Figures from trade group ACEA show that last month’s registrations of new passenger vehicles fell 52% to 853,100 units across Europe, including a 55% drop within the European Union.
For the first quarter, sales for eastern and western Europe fell 26%.
ACEA notes that the slump came almost entirely in the second half of March as countries imposed stay-at-home measures to contain the coronavirus pandemic. In general, the earlier they did so, the steeper their sales decline for the month.
That’s why sales in Italy, the earliest in the region to see a sharp upswing in infections, plummeted 85% in March.
But the numbers were grim for Europe’s other four largest markets too. Sales last month skidded 38% in Germany, 44% in the U.K., 69% in Spain and 72% in France.
Pain for All
With consumers unable to get out and buy, the sales crash hit all carmakers and every market segment.
Year-on-year volumes fell sharply across Europe for the region’s top three producers: Volkswagen Group (-44% to 233,200 vehicles), PSA (-67% to 94,200) and Renault (-64% to 65,800).
FCA’s deliveries in Europe by 74% to a paltry 27,300 vehicles.
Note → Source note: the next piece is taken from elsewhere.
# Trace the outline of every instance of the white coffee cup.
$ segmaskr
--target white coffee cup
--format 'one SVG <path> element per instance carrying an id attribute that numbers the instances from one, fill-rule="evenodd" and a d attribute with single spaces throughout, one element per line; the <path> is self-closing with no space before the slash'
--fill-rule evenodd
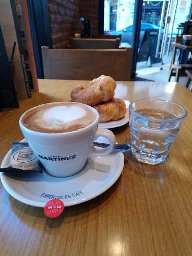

Ford sales plummeted 61% to 43,800 cars.
Even Hyundai-Kia and Toyota, the region’s two best-selling foreign carmakers, reported drops of 42% and 36%, respectively.
Lockdown orders meant that luxury marques weren’t spared either. Volumes plunged for Audi (-44%), BMW (-41%), Jaguar (54%), Land Rover (-39%) and Mercedes-Benz (-37%).
As in the U.S., sales for April are likely to get worse in Europe. But some of the region’s largest markets are already studying ways to reopen at least part of their economies.
In Germany, nonessential businesses have been shut down since March 16. But earlier this week the central government cleared dealerships, whose repair operations have been open all along, to resume sales as soon April 20.
As in the U.S., it will be up to state-level government to decide the timing.